[RFC PATCH 1/2] async: rework async event API for replay

Nicholas Piggin posted 2 patches 3 months, 1 week ago
[RFC PATCH 1/2] async: rework async event API for replay
Posted by Nicholas Piggin 3 months, 1 week ago
Replace the functions replay_bh_schedule_event() and
replay_bh_schedule_oneshot_event() with qemu_bh_schedule_event() and
aio_bh_schedule_oneshot_event(), respectively.

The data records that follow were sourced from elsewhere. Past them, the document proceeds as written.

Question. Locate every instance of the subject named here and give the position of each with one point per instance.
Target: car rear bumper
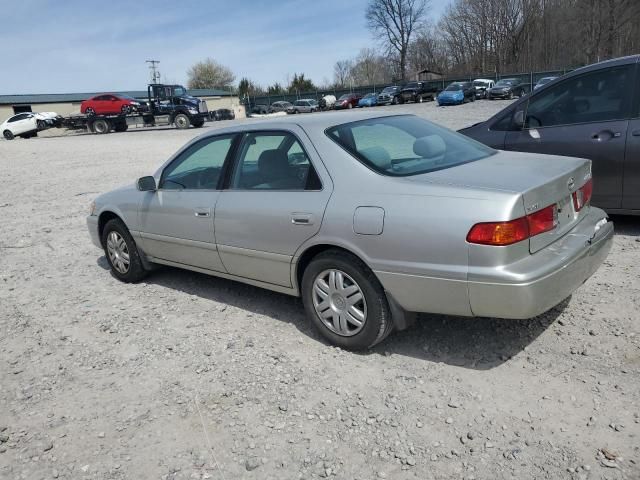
(539, 282)
(92, 225)
(523, 289)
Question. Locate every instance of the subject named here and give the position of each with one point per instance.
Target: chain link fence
(251, 101)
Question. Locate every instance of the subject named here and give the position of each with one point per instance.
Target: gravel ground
(185, 376)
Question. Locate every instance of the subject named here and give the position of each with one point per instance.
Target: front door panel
(631, 180)
(603, 143)
(178, 226)
(259, 232)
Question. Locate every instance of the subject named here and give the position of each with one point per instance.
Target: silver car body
(410, 231)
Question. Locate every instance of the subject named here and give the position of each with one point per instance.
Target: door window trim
(236, 162)
(229, 159)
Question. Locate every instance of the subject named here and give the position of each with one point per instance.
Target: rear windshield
(405, 145)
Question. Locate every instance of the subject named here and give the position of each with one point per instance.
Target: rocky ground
(185, 376)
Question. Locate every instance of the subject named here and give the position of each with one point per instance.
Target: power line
(155, 73)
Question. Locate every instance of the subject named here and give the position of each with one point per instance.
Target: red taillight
(513, 231)
(582, 196)
(499, 233)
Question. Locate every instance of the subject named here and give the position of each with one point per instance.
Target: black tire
(100, 126)
(181, 121)
(378, 323)
(135, 271)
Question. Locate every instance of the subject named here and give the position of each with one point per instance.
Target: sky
(65, 46)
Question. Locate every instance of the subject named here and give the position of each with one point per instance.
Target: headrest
(273, 163)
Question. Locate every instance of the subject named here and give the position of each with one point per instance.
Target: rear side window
(592, 97)
(406, 145)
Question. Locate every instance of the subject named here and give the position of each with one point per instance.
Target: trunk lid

Signed-off-by: Nicholas Piggin <npiggin@gmail.com>
---
 docs/devel/replay.rst   |  7 ++++---
 include/block/aio.h     | 35 +++++++++++++++++++++++++++++++----
 include/sysemu/replay.h |  2 +-
 block/block-backend.c   | 24 ++++++++++++++----------
 block/io.c              |  5 +++--
 block/iscsi.c           |  5 +++--
 block/nfs.c             | 10 ++++++----
 block/null.c            |  4 ++--
 block/nvme.c            |  8 +++++---
 hw/ide/core.c           |  5 +++--
 stubs/replay-tools.c    |  2 +-
 util/async.c            | 40 ++++++++++++++++++++++++++++++++++++++--
 12 files changed, 111 insertions(+), 36 deletions(-)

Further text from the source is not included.